Author Eugen Ruge grew up in East Berlin during the time of the Berlin Wall and lived there, working as an academic, till the age of thirty-four, leaving the East for the West a year before the Wall fell, and perhaps it is this background which has inspired him to create a main character like Peter Handke. Handke, also a man from Berlin, has lost his sense of direction, and he has decided to start over in a new country. Not as young as he seems, he is a former professor of chemical engineering with a well-paid, permanent position, one he has recently resigned in order to become a writer. He has had only minimal success since then. Handke is disconnected from those around him, a profound loss of motivation preventing him from making needed changes in his world. In another environment, he believes, he will be able to write the novel he has always dreamed of. Though his father, also a writer, considers his own work in history and philosophy to be far more important than Peter’s work (mostly light satire, to date), he nevertheless gives him some funds to help him get started in a new country. The attitude he conveys, however, leads Peter to confess that “I seemed to myself rather dull-witted,” not a happy thought for someone planning to create a new life.
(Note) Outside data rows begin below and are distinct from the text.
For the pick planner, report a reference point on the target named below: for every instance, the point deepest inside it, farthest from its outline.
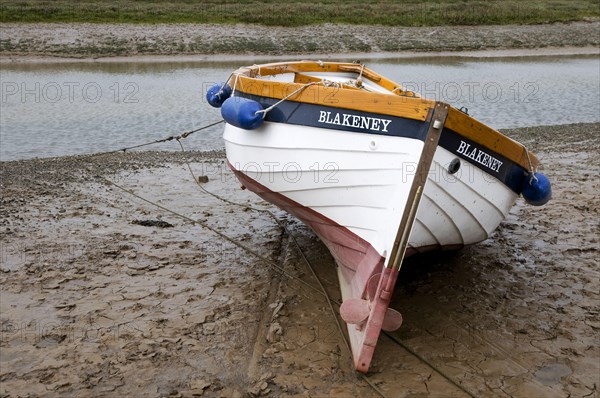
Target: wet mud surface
(103, 294)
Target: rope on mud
(306, 260)
(170, 138)
(222, 235)
(324, 291)
(426, 362)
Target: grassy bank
(297, 13)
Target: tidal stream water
(57, 109)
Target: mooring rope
(159, 141)
(204, 225)
(321, 290)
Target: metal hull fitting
(377, 173)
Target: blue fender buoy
(537, 190)
(217, 94)
(242, 112)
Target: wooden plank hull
(375, 171)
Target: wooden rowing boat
(376, 171)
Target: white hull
(361, 182)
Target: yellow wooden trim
(359, 100)
(484, 135)
(400, 103)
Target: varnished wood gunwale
(400, 103)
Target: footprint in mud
(551, 374)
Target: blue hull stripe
(329, 117)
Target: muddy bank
(104, 294)
(81, 40)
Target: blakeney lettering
(479, 156)
(361, 122)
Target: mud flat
(103, 294)
(86, 40)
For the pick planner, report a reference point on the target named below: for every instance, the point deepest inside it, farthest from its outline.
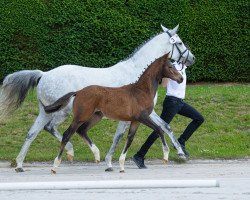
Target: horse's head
(169, 71)
(178, 51)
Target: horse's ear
(174, 30)
(164, 28)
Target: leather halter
(178, 49)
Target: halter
(180, 53)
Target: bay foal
(132, 103)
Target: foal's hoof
(110, 169)
(19, 169)
(70, 158)
(165, 161)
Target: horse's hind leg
(121, 128)
(38, 125)
(145, 119)
(52, 126)
(82, 131)
(132, 130)
(167, 129)
(66, 137)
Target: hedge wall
(43, 34)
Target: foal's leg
(145, 119)
(52, 126)
(82, 131)
(132, 130)
(38, 125)
(66, 137)
(167, 129)
(121, 128)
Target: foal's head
(169, 71)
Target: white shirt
(175, 89)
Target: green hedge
(43, 34)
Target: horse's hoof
(19, 169)
(97, 161)
(165, 161)
(70, 158)
(110, 169)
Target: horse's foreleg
(66, 137)
(82, 131)
(38, 125)
(52, 126)
(132, 130)
(167, 129)
(121, 128)
(151, 124)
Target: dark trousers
(171, 107)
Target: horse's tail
(15, 88)
(60, 103)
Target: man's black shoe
(139, 161)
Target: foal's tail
(60, 103)
(15, 88)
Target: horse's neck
(150, 51)
(143, 57)
(149, 80)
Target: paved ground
(233, 175)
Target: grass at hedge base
(224, 134)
A novel of absurdity which sometimes borders on the bizarre, Cabo de Gata (“Cape of the Cat”) begins with Peter’s travels from Basel to Barcelona and then on to Andalusia, the southernmost region of Spain. There he meanders long the southeast coast toward Cabo de Gata, about a hundred fifty miles due east of Malaga. His arrival there does not reflect the romantic promise that Peter expects of a place described as “a breath of Africa,” just across the Mediterranean. He “remembers the wretched (pink) buildings,” finding it hard to say “whether they are still being built or already falling into ruins,” along with mended tarmac, broken paving stones, and rocks piled up, and he feels that “the whole landscape looks like a sparsely overgrown dump.” Wind blows sand into his eyes, yapping dogs surround him as he walks, and the church and a row of tiny, two-story houses show no signs of life. He is stunned, reflecting like a film director that “if I seem to myself in those long minutes like a character from a film, it may be because I keep my hat on throughout this entire scene.”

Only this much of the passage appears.